A spacecraft is generally required to make a planet-fall: the typical way to carry out this re-entry flight into the planetary atmosphere involves using a blunt body with an integrated rigid heat shield or thermal protection system (TPS), which must absorb the kinetic energy of the vehicle.
A promising technology for next generation TPS is called HIAD (Hypersonic Inflatable Aerodynamic Decelerator).

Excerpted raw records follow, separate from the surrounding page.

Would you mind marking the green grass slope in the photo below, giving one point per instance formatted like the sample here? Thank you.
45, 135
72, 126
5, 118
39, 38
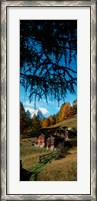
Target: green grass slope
71, 122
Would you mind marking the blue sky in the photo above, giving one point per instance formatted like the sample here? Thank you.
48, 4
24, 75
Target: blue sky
52, 107
47, 109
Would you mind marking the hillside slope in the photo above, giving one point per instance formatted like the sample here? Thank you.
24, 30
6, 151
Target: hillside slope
71, 122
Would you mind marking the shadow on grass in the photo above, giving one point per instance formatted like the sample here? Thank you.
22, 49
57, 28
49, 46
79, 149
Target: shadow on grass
25, 175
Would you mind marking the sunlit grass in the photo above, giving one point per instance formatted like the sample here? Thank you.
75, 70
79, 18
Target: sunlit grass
64, 169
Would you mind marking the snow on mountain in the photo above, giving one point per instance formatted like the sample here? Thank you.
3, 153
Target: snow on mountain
37, 113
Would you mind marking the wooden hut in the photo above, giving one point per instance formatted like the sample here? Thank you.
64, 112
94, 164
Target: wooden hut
41, 140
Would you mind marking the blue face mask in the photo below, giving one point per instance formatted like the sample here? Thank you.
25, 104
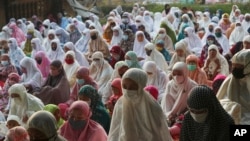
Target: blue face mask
77, 124
5, 63
125, 37
80, 81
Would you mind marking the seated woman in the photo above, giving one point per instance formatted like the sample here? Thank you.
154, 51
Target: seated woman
82, 78
215, 63
23, 104
180, 55
195, 72
90, 95
56, 52
100, 71
42, 126
175, 97
56, 88
132, 60
97, 43
13, 78
116, 94
80, 127
42, 63
201, 122
204, 52
6, 68
54, 109
31, 77
117, 54
70, 66
137, 116
156, 77
156, 56
36, 47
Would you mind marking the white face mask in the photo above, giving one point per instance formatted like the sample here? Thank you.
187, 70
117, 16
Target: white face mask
161, 36
200, 118
130, 93
179, 79
129, 63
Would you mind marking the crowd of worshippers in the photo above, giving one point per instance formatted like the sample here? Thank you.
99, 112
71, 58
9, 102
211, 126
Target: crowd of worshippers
171, 75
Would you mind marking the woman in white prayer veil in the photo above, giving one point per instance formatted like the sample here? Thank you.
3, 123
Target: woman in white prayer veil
156, 77
46, 24
78, 55
139, 43
5, 34
117, 36
22, 25
193, 41
174, 101
36, 46
236, 86
95, 20
237, 35
101, 72
31, 77
148, 21
56, 52
137, 116
82, 43
180, 55
156, 56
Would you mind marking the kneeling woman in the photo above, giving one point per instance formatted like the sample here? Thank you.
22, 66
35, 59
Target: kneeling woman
56, 88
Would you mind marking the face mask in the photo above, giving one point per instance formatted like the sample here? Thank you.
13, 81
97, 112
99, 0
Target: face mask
53, 48
5, 63
69, 61
116, 57
125, 37
238, 73
191, 67
93, 37
210, 29
178, 79
129, 63
80, 81
77, 124
200, 118
185, 20
39, 61
218, 34
130, 93
125, 20
161, 36
97, 63
10, 45
29, 36
159, 48
19, 25
148, 52
210, 42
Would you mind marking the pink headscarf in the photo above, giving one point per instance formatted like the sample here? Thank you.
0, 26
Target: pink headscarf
152, 90
18, 134
17, 33
44, 67
92, 130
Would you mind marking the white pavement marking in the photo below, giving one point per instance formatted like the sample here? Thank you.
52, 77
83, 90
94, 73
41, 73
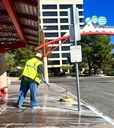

This technology utilizes flexible materials combined with structural inflatable bladders to protect the vehicle from the thermal loads experienced during re-entry; the concept is to inflate an air bag to be used as a heat shield instead of using a conventional rigid TPS.
To overcome the limits of current HIADs, Luigi Torre and colleagues (University of Perugia) in their present work have envisioned the new concept of flexible TPS: In their “Armadillo-like” design, a series of overlapping sacrificial movable tiles are placed on an inflatable bladder thus to work as a continuous flexible thermal barrier.
It was shown that EPDM/Aramid can effectively impregnate a woven carbon fabric, and that the resulting elastomeric flexible composites can be used as a structural substrate for a series of overlapping EPDM/Aramid tiles. To fully confirm the possibility to exploit the newly introduced concept of flexible TPS, the characterization of the proposed design via arc-jet torches will need to be addressed.